Most of them read from Bloomberg

Nvidia’s stock slumped to 17% in one day, eliminating roughly $590 billion from the company’s market capitalization after a Chinese AI startup claimed low-cost and high performance. Stock has since regained some ground, but is more than 12% below its January record high. It plans to total capital expenditures of $300 billion from its major customers, Amazon.com Inc., Alphabet Inc., Meta Platforms Inc. and Microsoft Corp.

DIP buyers did not intervene until Nvidia’s stock fell more than 21% from its peak. It specifically points to the increased attention of investors regarding AI spending, as Deepseek claims to use less chips in its AI model.

“There’s this fundamental concern about when the party will end. I think Deepshek is a morning-up call that might be faster than people think.” “Psychology within a day is essentially We have moved from an inexplicable bulletproof story to a story that could turn into a vicious one.”

Nvidia’s shares fell 2.8% in early trading on Wednesday.

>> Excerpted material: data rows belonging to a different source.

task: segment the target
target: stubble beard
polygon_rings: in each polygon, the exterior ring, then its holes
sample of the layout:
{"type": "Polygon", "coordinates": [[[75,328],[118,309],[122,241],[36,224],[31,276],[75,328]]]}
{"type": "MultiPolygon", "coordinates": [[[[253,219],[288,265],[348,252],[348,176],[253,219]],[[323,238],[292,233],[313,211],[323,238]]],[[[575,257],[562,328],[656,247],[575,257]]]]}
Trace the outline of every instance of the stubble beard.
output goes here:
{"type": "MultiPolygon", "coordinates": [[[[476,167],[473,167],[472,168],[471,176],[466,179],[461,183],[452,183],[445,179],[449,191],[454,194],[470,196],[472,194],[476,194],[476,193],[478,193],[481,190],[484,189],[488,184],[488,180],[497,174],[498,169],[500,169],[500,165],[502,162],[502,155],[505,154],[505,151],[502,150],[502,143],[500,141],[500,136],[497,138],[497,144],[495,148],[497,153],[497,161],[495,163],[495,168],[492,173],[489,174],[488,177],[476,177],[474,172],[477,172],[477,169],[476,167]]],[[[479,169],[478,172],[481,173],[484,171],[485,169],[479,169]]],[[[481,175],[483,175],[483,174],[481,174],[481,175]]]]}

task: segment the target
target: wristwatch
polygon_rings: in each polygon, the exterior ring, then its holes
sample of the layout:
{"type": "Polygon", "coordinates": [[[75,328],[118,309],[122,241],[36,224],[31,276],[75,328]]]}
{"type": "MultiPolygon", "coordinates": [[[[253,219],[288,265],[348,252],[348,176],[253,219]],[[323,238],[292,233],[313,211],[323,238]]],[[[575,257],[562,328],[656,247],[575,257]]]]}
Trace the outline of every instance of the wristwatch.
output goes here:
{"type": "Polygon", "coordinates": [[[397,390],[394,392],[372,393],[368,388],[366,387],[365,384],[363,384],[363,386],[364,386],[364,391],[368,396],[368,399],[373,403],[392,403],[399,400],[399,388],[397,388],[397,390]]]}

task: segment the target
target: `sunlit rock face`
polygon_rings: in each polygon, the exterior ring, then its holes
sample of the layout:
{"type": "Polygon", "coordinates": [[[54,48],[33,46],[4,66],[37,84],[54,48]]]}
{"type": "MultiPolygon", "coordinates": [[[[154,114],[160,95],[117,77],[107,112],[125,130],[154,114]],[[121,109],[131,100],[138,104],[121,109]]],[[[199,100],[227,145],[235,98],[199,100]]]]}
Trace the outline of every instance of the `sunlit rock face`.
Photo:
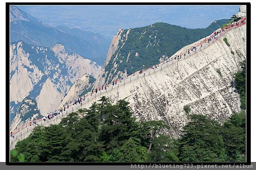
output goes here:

Negative sentiment has generated a very different setup for Nvidia’s revenues scheduled for February 26th. Almost all quarterly reports from the past two years are actively projected, with stocks trading at record highs prior to the results. This time, the company needs to convince investors who may have begun to doubt how much more the stock could be done.

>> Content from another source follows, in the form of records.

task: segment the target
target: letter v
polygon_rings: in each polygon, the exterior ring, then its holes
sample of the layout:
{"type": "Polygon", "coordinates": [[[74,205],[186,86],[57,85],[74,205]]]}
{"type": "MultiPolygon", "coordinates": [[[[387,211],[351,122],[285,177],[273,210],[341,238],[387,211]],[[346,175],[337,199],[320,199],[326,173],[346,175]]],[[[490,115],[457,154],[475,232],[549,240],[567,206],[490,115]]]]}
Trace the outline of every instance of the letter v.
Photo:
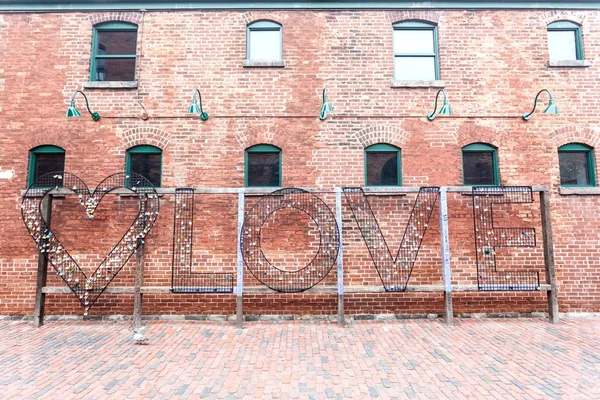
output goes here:
{"type": "Polygon", "coordinates": [[[352,216],[367,245],[385,291],[402,292],[406,290],[440,188],[422,187],[419,189],[396,257],[392,256],[392,252],[381,229],[379,229],[377,218],[362,188],[347,187],[342,188],[342,191],[346,196],[352,216]]]}

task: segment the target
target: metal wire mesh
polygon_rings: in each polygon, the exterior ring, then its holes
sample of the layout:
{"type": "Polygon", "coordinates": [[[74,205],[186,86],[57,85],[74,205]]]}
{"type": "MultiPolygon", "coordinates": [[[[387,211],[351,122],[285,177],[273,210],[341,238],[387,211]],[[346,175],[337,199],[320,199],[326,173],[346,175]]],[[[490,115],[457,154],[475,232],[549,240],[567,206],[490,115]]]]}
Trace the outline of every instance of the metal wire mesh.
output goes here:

Read: Big Tech’s grip in the market shows cracks as revenues become flat

“The negative inventory response becomes the story, and in many ways frames the biggest risks from here,” an analyst at Morgan Stanley led by Joseph Moore wrote in a memo last week. As investors’ feelings got worse, they said, “The irony is overwhelming. It’s still unclear whether revenue acceleration can alleviate that concern. We think we can do that, but that remains a debate.”

As Nvidia appears in past quarters, exponential growth is seen and comparisons from the previous year are becoming difficult, wobbling over investor confidence. Estimates compiled by Bloomberg show that the company is expected to report revenue growth of 73%, down 73% from 94% in the last quarter, down significantly from 265% growth in the same period last year.